# NEW: Any IUI advice



## davies60 (Dec 10, 2014)

Hi all, my wife and i are in the process of saving for IUI treatment. Any advice anyone has would be greatly received


----------



## DollyBlueBags (Aug 5, 2014)

Hiya,

My husband and I were told yesterday that assisted conception is the only way for us to have a child due to low sperm count. 

The Drs went through the options with us which are IUI, IVF and ICSI. 

We have been advised not to bother with IUI as it only a 20% success rate with my age of 26. We have decided to have the ICSI and even though it's 6 x the price of IUI it's a 70% success rate. 
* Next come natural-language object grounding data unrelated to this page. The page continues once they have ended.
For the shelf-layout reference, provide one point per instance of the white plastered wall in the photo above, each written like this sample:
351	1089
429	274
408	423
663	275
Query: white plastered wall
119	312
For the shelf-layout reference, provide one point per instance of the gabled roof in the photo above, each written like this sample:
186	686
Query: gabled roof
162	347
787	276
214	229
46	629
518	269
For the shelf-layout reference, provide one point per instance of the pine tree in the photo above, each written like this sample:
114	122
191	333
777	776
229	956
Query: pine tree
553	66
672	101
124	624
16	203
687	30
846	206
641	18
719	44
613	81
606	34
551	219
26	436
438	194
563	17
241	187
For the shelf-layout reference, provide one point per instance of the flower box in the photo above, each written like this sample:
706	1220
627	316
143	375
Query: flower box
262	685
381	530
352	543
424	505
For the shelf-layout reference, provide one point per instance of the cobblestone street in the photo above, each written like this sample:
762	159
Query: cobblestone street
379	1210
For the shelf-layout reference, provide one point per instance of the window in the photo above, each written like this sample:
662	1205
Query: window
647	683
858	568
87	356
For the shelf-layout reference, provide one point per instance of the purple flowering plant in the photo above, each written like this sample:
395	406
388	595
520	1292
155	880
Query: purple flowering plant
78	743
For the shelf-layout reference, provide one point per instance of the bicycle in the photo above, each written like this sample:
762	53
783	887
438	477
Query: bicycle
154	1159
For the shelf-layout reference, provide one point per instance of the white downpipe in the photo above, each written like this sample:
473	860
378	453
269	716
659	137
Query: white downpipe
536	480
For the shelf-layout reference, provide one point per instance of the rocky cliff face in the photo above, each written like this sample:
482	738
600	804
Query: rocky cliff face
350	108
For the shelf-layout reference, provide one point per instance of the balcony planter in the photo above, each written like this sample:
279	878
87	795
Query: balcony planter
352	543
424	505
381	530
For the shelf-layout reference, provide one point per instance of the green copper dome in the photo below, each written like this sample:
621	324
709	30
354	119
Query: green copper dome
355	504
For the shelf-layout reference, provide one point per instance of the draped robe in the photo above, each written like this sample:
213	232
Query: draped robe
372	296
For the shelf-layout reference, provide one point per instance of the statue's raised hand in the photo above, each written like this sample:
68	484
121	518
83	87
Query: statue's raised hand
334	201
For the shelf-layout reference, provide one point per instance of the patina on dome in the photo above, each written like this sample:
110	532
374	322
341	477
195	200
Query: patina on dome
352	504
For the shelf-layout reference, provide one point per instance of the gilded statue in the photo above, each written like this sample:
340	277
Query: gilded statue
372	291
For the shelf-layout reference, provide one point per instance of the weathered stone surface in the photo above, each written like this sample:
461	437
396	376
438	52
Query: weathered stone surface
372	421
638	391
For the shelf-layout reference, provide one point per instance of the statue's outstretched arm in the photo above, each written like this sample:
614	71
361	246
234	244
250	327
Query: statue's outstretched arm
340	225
Wishing you all the best with your IUI

Mrs p


----------



## Ask1980 (Feb 7, 2015)

Hi Davies60 and welcome!  

Myself and my DW are currently having IUI but on the NHS so no advice about self funding I'm afraid!   I am on IUI cycle 5 and it's quite an emotional process each time it fails but I live in hope it will work for us.  
If you have any questions about the IUI itself feel free to drop me a PM!


----------



## mrsww (Sep 1, 2013)

Hi and welcome,

My wife and I did five cycles of iui last year. The first two were cancelled as I didn't get a positive ovulation reading. It might be a good idea to start doing ovulation sticks to see if you pick up a positive. Some people also do temperature charting but due to my work I never did. The book taking charge of your fertility is a good read as to how to do charting. 

We then went onto do two natural iuis and as I'd never picked up a positive on a OPK the clinic scanned me around day ten and then as follicle was a good size I was given a trigger shot and had iui 24 hours later.

The medicated cycle I did injection of gonal f for a week or so, had scan, tigger shot and then iui 24 hours later.

My clinic only does the actual iui after 24 hours but I know some clinics do it up to 36 hours after a positive OPK.  Probably a good idea to check with clinic what their procedure is. I do wonder if the procedure was done after a longer period then 24 hours if I'd have had success?

Choosing sperm is a good thing for you and your wife to talk about. My wife and I have had three donors overall. We chose a donor that had similar eye and hair colour to my wife and that had a good education level. Donor conception network is a good website for dealing with sperm donors and thoughts and feelings that could come up.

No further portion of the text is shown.